Open Startup: New Features at Askablogr

One of the best things about Askablogr’s recent publicity was a fresh influx of member feedback and feature suggestions. Craig and I sat down and prioritized these early last week, and (amazingly) he found a way to squeeze a bunch of them in around a nasty cold and a crushing consulting load (kudos again, Craig).

Here are some of the comments we received, and what we’ve done to try to address them:

Kill the registration requirement for asking questions. This is a no brainer. Your users (bloggers) want to get questions and you’re making it hard. Sure, you want registered users– but serve the user FIRST… You’ll get more adoption.

  • Here’s what we did: As of this morning, the default mode for any new question is unregistered.

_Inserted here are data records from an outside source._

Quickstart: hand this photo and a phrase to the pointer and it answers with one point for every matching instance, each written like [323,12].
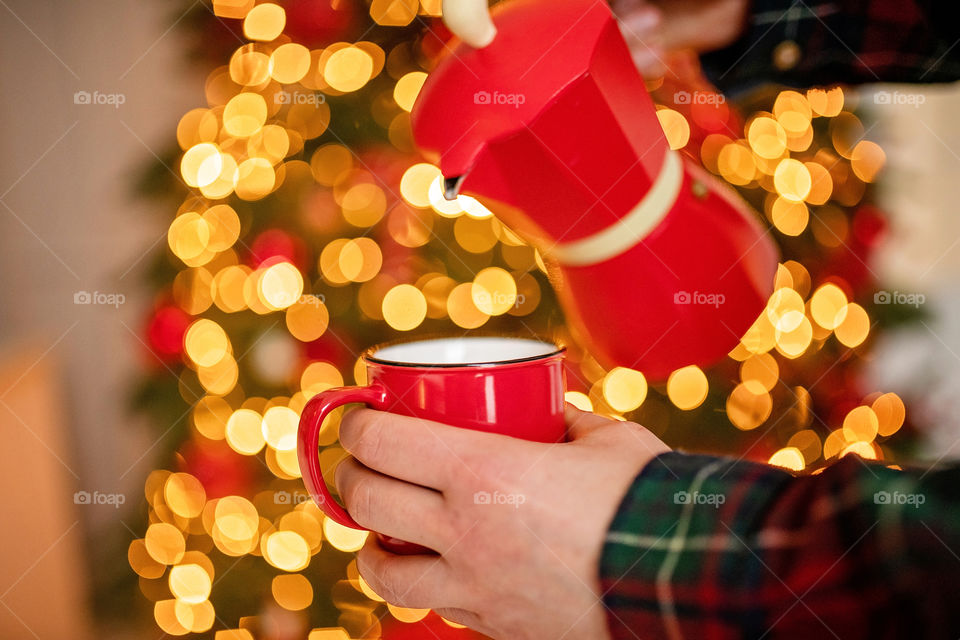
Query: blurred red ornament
[220,469]
[276,243]
[165,331]
[435,39]
[316,23]
[869,225]
[331,348]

If you’re not logged in, you can submit a question just like a blog comment, by entering a name, email address and they typing your question. Craig has added some crafty spam protection to prevent bot exploits on this feature so it can’t (easily) be turned into a spam cannon. The downside to this approach is that fewer questioner profiles will be available for display in the widget, but we agree with Tony that removing friction from the ask process is a higher priority.

  • From Andrew Chen (two of several great ideas from this Askablogr early adopter, widely-read blogger and serial entrepreneur currently in stealth mode on his new startup):

“I think you should make the ‘ask X’ link more obviously clickable – maybe turn the entire thing into a submit button looking thing… otherwise, I think people are much more likely to click on other stuff. Might be worth A/B testing to see what draws the most attention on the page.

“Also, I would like to customize a “Prepend” or “Post-pend” block of text that automatically shows up in the post – would like to remind users to “click here to ask me a question,” since a lot of my feed readers don’t see the link on my blog (it’s in my layout, not in the RSS)”

  • Here’s what we did: On the first, Craig didn’t have cycles to come up with an entirely new widget button design, but we’ve jacked up the font size and bolded the ask statement as an interim nod in this direction (it’s a start…). On the second, we had the same concern and – while we haven’t yet made it user-customizable – have added a small footer link to each post insert that reads: “Ask [membername] a question.”

We squeezed in a few small bug fixes to go with the upgrades above, but the blessing/curse of running Askablogr as a project and not a company is that our scope is always constrained by the “spare” cycles we can find around our other commitments. I’m proud of Craig for responding as nimbly as he did under the circumstances (especially because the anonymous ask feature turned out to be non-trivial).